Nach Eilanträgen gegen Frequenzauktion: Experte sieht kaum Erfolgsaussichten für Klagen gegen 5G-Regeln

Das Kürzel 5G ist in aller Munde in der Internetbranche. Mit dem schnellen Übertragungsstandard soll die Industrie wettbewerbsfähig bleiben. Doch es gibt einen erbitterten Streit vor Gericht.
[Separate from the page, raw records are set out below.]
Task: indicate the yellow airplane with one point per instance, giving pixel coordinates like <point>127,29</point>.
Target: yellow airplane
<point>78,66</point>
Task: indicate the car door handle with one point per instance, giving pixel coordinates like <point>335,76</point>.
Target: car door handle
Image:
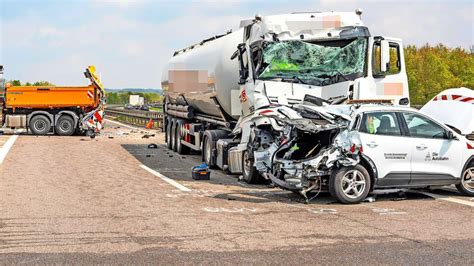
<point>421,147</point>
<point>372,144</point>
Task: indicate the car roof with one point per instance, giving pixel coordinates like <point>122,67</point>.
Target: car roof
<point>382,108</point>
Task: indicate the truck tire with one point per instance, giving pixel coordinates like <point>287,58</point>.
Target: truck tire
<point>180,148</point>
<point>349,184</point>
<point>65,126</point>
<point>249,173</point>
<point>207,152</point>
<point>172,135</point>
<point>40,125</point>
<point>466,186</point>
<point>168,135</point>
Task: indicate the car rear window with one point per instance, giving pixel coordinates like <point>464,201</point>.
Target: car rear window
<point>380,123</point>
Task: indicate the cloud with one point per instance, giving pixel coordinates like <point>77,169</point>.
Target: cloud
<point>131,41</point>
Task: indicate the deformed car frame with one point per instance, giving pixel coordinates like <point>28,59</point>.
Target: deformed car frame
<point>312,143</point>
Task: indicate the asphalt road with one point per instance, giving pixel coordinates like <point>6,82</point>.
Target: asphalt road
<point>113,200</point>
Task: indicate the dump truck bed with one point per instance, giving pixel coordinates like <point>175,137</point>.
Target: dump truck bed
<point>50,97</point>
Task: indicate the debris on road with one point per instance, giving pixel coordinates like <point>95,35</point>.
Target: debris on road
<point>152,146</point>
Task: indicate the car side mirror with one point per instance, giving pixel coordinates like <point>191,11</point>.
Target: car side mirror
<point>384,55</point>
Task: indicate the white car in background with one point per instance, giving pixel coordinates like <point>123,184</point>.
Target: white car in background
<point>404,148</point>
<point>455,108</point>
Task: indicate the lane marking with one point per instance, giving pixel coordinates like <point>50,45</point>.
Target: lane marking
<point>166,179</point>
<point>122,124</point>
<point>450,199</point>
<point>6,147</point>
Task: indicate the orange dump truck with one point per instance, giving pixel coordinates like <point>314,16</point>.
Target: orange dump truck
<point>55,109</point>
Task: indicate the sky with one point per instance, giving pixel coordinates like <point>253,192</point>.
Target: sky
<point>130,41</point>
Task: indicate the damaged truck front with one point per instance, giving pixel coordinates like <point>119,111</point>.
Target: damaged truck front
<point>239,98</point>
<point>299,148</point>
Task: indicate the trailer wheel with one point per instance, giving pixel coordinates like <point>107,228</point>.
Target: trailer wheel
<point>249,173</point>
<point>40,125</point>
<point>350,184</point>
<point>65,126</point>
<point>180,148</point>
<point>207,152</point>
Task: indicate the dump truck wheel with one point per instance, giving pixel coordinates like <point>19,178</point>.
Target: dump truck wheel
<point>180,148</point>
<point>350,184</point>
<point>65,126</point>
<point>40,125</point>
<point>249,173</point>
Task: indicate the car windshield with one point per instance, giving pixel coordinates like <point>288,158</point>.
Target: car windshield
<point>314,63</point>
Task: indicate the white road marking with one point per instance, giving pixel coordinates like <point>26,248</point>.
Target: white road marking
<point>450,199</point>
<point>124,125</point>
<point>232,210</point>
<point>6,147</point>
<point>166,179</point>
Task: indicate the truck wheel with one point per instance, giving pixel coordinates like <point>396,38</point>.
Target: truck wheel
<point>180,148</point>
<point>65,126</point>
<point>168,135</point>
<point>173,136</point>
<point>249,173</point>
<point>207,152</point>
<point>350,184</point>
<point>40,125</point>
<point>466,186</point>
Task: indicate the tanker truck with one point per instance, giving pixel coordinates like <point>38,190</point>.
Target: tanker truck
<point>222,95</point>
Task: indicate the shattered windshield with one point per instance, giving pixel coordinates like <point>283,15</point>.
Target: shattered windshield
<point>314,63</point>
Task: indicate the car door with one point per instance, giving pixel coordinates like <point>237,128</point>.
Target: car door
<point>436,160</point>
<point>384,144</point>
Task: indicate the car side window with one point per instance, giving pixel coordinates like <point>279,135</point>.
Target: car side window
<point>380,123</point>
<point>423,127</point>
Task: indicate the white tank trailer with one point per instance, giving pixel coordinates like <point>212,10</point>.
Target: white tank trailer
<point>214,87</point>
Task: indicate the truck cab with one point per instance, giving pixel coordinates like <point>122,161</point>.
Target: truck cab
<point>328,55</point>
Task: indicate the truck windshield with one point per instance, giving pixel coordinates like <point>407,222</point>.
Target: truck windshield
<point>320,63</point>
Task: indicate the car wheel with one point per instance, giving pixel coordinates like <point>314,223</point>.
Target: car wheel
<point>350,184</point>
<point>249,173</point>
<point>40,125</point>
<point>65,126</point>
<point>466,186</point>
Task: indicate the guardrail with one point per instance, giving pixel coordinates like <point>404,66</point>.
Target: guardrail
<point>135,117</point>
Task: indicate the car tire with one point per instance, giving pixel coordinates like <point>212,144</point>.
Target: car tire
<point>180,148</point>
<point>172,135</point>
<point>40,125</point>
<point>466,186</point>
<point>65,126</point>
<point>249,173</point>
<point>349,184</point>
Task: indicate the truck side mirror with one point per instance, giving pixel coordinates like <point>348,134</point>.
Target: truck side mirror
<point>450,135</point>
<point>384,56</point>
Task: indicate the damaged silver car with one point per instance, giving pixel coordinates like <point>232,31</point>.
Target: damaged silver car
<point>349,150</point>
<point>312,145</point>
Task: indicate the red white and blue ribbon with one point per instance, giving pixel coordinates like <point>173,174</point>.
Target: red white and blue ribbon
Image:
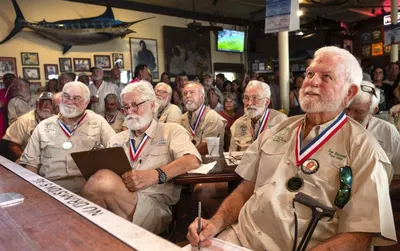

(Foto: Sebastian Duda - Fotolia)

Bei der Versteigerung von 5G-Mobilfunkfrequenzen haben die Klagen von Netzbetreibern aus Sicht eines Experten kaum Chancen auf Erfolg. »Die Bundesnetzagentur hat ihre Vergaberegeln gut austariert und gerichtsfest gestaltet - da ist keinerlei Willkür erkennbar«, sagte der Telekommunikationsexperte Torsten Gerpott von der Universität Duisburg-Essen der Deutschen Presse-Agentur. Ähnliche Klagen anderer Firmen bei einer Frequenzauktion 2015 seien ebenfalls gescheitert.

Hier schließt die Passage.